Она улыбнулась мне, и это попало прямо в солнечное сплетение.
— Нам нужно обсудить день рождения Дрю, — сказала она шепотом.
На этот раз застонал я. Детские праздники, особенно в Дрюшем возрасте, — хрупкий баланс. Захотят прийти тети, дяди, бабушки и дедушки. Сам Дрю захочет друзей и чтобы все выглядело круто.
— Я вообще не знаю, с чего начать, — признался я.
Хэлли выпрямилась, слегка поднимаясь на носки.
— Я могу заняться. Уже есть идеи для игр и торта. Могу заказать еду в его любимом месте или приготовить сама, и…
— Вы приняты.
Она рассмеялась, и этот звук обвился вокруг меня, вцепился в ребра.
— Отлично. Тогда еще один вопрос.
— Давай.
Хэлли сложила руки под подбородком. Выглядела нервной, но слишком уж надеялась.
— Как ты смотришь на то, чтобы подарить Дрю щенка?
Я пару раз моргнул.
— Щенка?
— Он мечтает о нем. И Чарли с Люком бы тоже обрадовались. Это и ответственность, и забота научит.
— Ты сама видела наш бардак. Думаешь, добавление щенка — хорошая идея?
Хэлли закусила губу.
— У вас насыщенная жизнь, но теперь я помогаю, и я дома почти весь день. Смогу заниматься дрессировкой, прогулками — всем этим.
Я замер, выключил воду и посмотрел на Хэлли сверху вниз.
— Ты хочешь щенка?
Она отвела взгляд.
— Я бы не отказалась от маленького живого комочка. — Вздохнула. — Родители в детстве не позволяли мне и Эмерсон завести питомца. Им было важнее, чтобы дом оставался идеальным.
В голове мелькнуло с десяток ругательств.
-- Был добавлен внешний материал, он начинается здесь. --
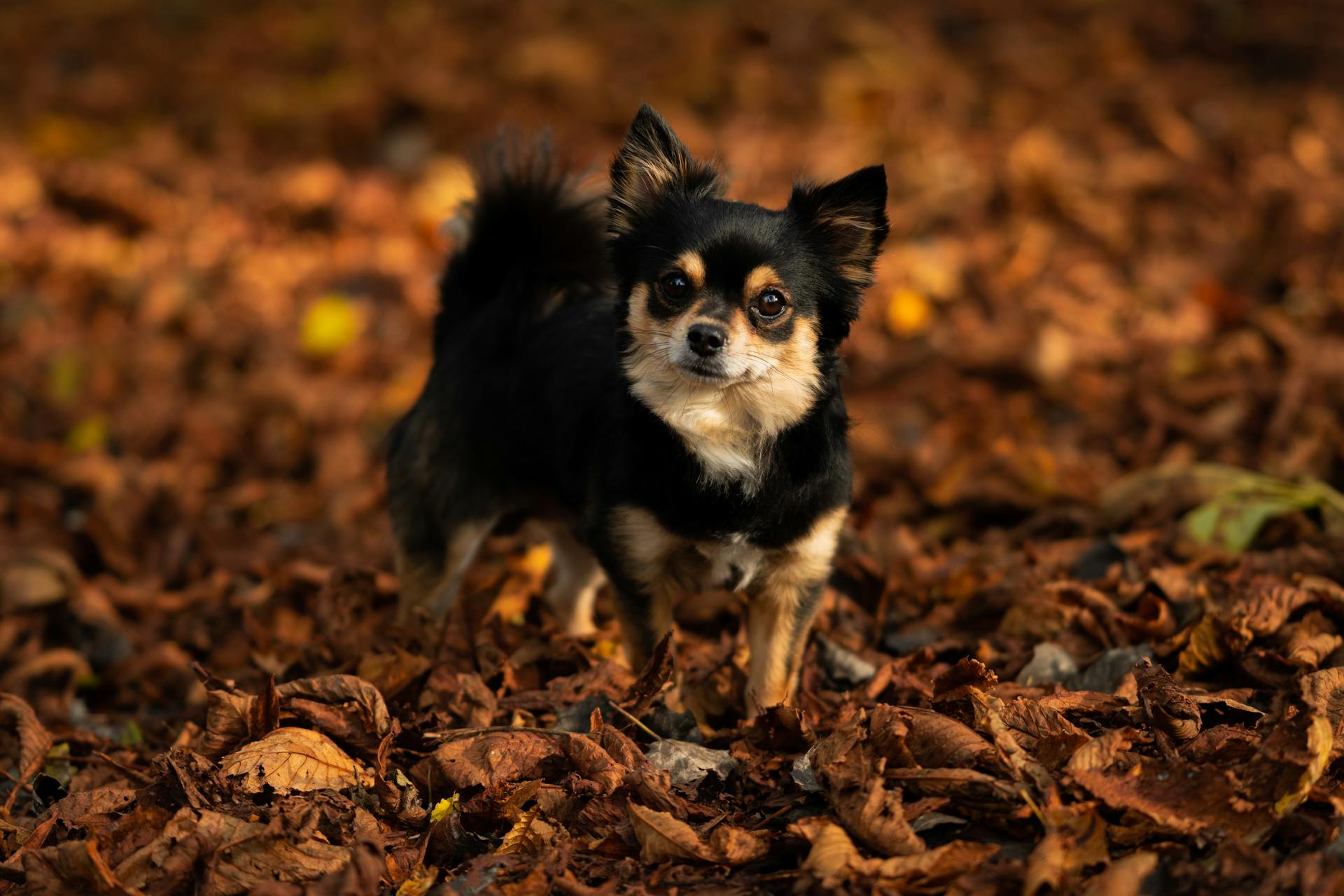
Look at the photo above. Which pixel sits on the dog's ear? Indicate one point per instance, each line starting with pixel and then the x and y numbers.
pixel 847 220
pixel 654 164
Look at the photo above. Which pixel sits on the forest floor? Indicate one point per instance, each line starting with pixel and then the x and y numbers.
pixel 1097 396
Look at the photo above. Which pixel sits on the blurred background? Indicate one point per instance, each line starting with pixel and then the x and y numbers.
pixel 1116 244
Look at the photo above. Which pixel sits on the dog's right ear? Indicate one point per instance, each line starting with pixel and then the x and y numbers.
pixel 654 164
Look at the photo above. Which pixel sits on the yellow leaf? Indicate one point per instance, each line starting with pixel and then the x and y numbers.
pixel 522 839
pixel 330 324
pixel 1205 648
pixel 1320 738
pixel 65 378
pixel 89 434
pixel 444 809
pixel 909 314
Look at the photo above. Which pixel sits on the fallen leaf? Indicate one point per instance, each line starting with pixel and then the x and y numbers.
pixel 290 760
pixel 667 839
pixel 34 741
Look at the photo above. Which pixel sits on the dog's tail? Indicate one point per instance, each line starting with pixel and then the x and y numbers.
pixel 533 237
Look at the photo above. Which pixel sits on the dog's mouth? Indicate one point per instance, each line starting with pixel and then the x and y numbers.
pixel 707 371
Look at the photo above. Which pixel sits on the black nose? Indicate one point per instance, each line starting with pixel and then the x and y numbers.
pixel 706 339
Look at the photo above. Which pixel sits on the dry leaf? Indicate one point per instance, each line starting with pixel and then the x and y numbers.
pixel 290 760
pixel 667 839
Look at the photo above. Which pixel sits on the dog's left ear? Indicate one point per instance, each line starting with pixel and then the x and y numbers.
pixel 652 164
pixel 848 222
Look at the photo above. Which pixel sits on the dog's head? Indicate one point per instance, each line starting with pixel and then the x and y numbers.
pixel 729 301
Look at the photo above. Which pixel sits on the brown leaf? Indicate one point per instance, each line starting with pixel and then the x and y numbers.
pixel 36 580
pixel 876 818
pixel 96 808
pixel 939 742
pixel 1170 710
pixel 1075 839
pixel 835 860
pixel 290 760
pixel 1126 878
pixel 461 694
pixel 594 763
pixel 491 758
pixel 1324 692
pixel 656 673
pixel 359 878
pixel 74 867
pixel 255 855
pixel 967 788
pixel 347 708
pixel 667 839
pixel 1310 640
pixel 1100 752
pixel 391 672
pixel 521 837
pixel 968 673
pixel 229 722
pixel 1189 799
pixel 34 741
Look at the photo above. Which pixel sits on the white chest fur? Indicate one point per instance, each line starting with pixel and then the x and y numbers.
pixel 733 562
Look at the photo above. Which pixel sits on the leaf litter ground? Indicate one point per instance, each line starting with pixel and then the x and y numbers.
pixel 1072 644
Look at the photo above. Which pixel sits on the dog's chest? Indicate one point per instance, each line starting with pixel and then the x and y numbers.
pixel 724 564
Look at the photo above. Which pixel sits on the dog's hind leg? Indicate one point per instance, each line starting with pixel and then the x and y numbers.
pixel 574 580
pixel 432 577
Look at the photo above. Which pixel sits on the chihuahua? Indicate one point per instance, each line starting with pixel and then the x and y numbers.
pixel 656 384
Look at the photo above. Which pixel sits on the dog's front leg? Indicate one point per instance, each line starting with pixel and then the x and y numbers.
pixel 778 620
pixel 783 603
pixel 638 556
pixel 645 615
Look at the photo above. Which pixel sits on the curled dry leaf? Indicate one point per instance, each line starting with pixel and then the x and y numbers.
pixel 1100 752
pixel 689 763
pixel 1324 694
pixel 667 839
pixel 1126 878
pixel 521 837
pixel 34 741
pixel 1310 640
pixel 257 853
pixel 491 758
pixel 1183 798
pixel 1075 839
pixel 1171 711
pixel 36 580
pixel 1320 739
pixel 835 860
pixel 73 867
pixel 290 760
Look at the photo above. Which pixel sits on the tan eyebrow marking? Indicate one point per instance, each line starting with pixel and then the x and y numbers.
pixel 691 262
pixel 758 280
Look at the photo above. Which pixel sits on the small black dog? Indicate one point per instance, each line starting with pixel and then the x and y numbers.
pixel 663 397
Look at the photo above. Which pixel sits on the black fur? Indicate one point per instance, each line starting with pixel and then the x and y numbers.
pixel 527 407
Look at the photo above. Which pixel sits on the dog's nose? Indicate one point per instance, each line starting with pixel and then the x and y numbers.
pixel 706 339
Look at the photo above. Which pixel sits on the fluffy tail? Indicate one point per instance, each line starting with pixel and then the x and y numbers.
pixel 531 237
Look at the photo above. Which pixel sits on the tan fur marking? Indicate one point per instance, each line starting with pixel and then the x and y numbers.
pixel 758 281
pixel 692 265
pixel 726 425
pixel 652 552
pixel 776 631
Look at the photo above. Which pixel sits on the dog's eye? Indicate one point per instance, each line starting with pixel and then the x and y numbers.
pixel 675 285
pixel 771 302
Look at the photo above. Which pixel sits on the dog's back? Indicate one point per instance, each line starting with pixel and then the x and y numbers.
pixel 523 333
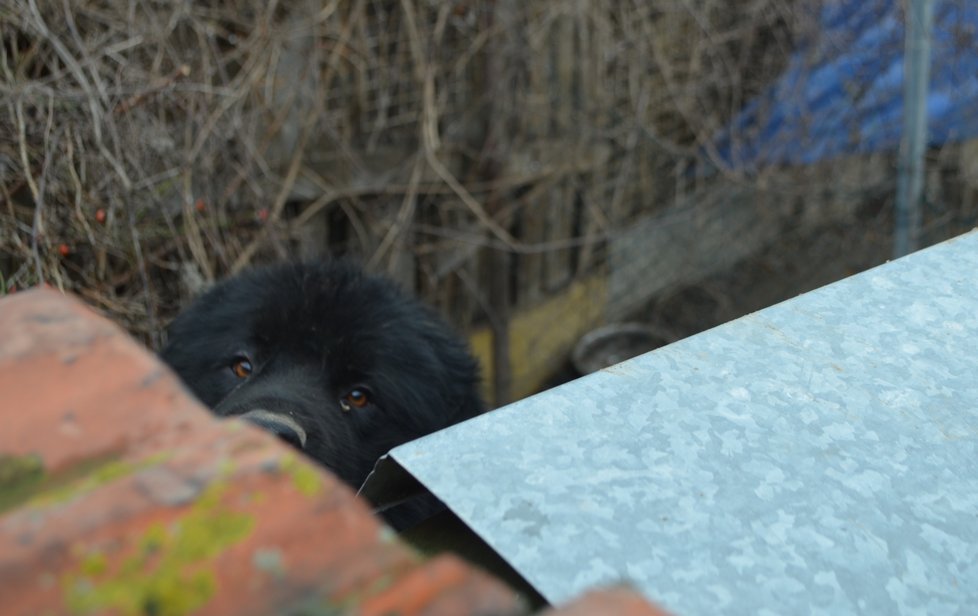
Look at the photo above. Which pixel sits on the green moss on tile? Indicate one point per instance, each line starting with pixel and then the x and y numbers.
pixel 170 571
pixel 87 476
pixel 20 479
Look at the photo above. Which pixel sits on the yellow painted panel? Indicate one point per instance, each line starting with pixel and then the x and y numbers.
pixel 480 343
pixel 541 336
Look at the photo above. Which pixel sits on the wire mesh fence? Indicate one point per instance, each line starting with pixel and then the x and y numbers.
pixel 534 170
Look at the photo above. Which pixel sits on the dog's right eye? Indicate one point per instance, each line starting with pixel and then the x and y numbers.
pixel 241 367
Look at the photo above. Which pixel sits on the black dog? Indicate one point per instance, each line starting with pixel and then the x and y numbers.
pixel 338 363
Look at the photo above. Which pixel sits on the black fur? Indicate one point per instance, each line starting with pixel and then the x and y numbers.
pixel 313 333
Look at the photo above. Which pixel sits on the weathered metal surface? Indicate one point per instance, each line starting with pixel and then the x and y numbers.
pixel 820 456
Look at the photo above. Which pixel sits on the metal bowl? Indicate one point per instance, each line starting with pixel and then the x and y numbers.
pixel 612 344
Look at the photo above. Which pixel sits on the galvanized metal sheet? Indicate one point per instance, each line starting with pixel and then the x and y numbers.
pixel 820 456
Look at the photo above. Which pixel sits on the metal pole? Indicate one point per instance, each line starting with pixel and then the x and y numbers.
pixel 916 74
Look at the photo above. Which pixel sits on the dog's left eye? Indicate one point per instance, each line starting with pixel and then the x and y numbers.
pixel 358 398
pixel 241 368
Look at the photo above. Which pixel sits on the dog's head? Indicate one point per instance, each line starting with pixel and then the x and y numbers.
pixel 340 364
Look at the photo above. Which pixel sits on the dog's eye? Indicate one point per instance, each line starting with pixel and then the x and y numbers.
pixel 241 368
pixel 358 398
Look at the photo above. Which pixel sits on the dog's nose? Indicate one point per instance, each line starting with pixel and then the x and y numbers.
pixel 280 425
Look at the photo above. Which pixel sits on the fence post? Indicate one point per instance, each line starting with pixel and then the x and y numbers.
pixel 916 74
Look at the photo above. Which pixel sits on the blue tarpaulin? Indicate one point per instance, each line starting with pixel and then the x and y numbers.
pixel 842 92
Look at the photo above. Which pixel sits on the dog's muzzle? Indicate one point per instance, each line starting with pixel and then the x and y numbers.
pixel 280 425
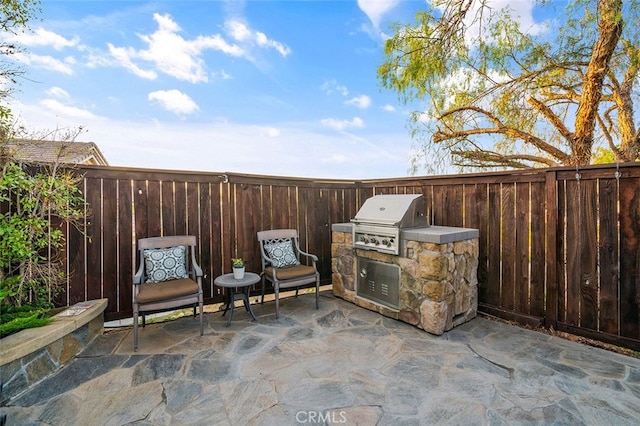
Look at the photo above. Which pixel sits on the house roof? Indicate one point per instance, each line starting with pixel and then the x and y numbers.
pixel 36 151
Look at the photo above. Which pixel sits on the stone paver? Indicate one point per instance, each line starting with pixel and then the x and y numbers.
pixel 340 364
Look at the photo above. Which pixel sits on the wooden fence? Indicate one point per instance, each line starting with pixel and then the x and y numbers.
pixel 558 247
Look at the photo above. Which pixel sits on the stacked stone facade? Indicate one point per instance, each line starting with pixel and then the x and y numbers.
pixel 438 282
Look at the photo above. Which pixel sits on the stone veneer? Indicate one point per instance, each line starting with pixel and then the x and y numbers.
pixel 30 355
pixel 438 275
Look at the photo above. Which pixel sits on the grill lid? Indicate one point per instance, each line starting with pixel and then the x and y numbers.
pixel 400 210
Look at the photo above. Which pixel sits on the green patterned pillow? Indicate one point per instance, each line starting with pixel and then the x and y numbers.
pixel 282 254
pixel 165 264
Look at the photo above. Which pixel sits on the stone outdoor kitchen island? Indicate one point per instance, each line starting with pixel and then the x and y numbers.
pixel 437 285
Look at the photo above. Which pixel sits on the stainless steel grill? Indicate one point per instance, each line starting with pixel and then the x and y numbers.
pixel 378 223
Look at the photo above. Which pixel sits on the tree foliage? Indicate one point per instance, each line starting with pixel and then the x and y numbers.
pixel 500 95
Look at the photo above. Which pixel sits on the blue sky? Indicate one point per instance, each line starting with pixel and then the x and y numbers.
pixel 284 88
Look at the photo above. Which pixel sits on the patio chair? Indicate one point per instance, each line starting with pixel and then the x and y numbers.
pixel 168 278
pixel 280 253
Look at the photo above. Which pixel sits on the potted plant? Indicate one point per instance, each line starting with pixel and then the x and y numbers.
pixel 238 268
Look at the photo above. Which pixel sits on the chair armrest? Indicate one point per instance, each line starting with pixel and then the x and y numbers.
pixel 137 278
pixel 312 256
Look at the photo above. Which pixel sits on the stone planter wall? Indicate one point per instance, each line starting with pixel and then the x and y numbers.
pixel 438 280
pixel 32 354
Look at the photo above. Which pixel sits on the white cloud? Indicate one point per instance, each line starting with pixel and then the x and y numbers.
pixel 42 37
pixel 47 62
pixel 336 124
pixel 58 108
pixel 57 92
pixel 174 101
pixel 270 132
pixel 171 54
pixel 376 9
pixel 332 86
pixel 522 12
pixel 123 56
pixel 152 144
pixel 243 34
pixel 362 102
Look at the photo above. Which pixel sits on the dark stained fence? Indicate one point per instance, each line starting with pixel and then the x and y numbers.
pixel 558 247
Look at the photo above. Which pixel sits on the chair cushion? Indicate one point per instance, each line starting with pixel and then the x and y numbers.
pixel 165 264
pixel 281 253
pixel 291 272
pixel 166 290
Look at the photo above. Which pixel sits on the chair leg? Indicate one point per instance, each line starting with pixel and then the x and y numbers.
pixel 194 312
pixel 135 330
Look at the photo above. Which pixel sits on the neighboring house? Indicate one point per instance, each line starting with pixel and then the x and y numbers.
pixel 34 151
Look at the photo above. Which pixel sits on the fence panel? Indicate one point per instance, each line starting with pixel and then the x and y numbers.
pixel 553 249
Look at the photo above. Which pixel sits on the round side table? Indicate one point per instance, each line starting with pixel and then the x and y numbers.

— Ладно. Давай поищем щенка.
Глаза Хэлли стали огромными.
— Правда?
— Правда. Мы можем съездить в приют…
— Я уже нашла варианты.
Уголок моего рта дернулся.
— Она всегда во всеоружии.
Хэлли улыбнулась и достала телефон:
— У Дэмиена есть помет, скоро будут готовы. Смешанная порода какая-то. Смотри, какие милашки.
Я посмотрел на фото. Щенки действительно были хороши — огромные лапы намекали, что вырастут крупными. Но мысль зацепилась за другое.
— Дэмиен? — слишком непринужденным тоном спросил я.
Хэлли вспыхнула.
— Доктор Миллер. Ветеринар. Я встретила его у Аспен.
Меня накрыла нехорошая волна.
— Он тебе нравится.
Серые глаза Хэлли расширились.
— Нет. То есть… да. То есть… он милый. Хорошо ладит с животными, с Кэйди и с Чарли. Он пригласил меня на кофе.
Мышца под глазом дернулась сама.
— Ты пойдешь?
Хэлли переплела пальцы.
— Я сказала, что подумаю.
Подумает. Сейчас — нет. А потом — да. И мне придется смотреть, как она уходит на свидания. Возвращается с них. Или, хуже, не возвращается вовсе.
Я вцепился в край столешницы, когда в голове промелькнули эти картинки.
— Папа! Хэлли! Быстрее! — позвал Чарли. — Уже начинается!
Хэлли закрыла посудомойку и направилась в гостиную.
А я просто смотрел ей вслед, ненавидя каждую секунду того, как она уходит.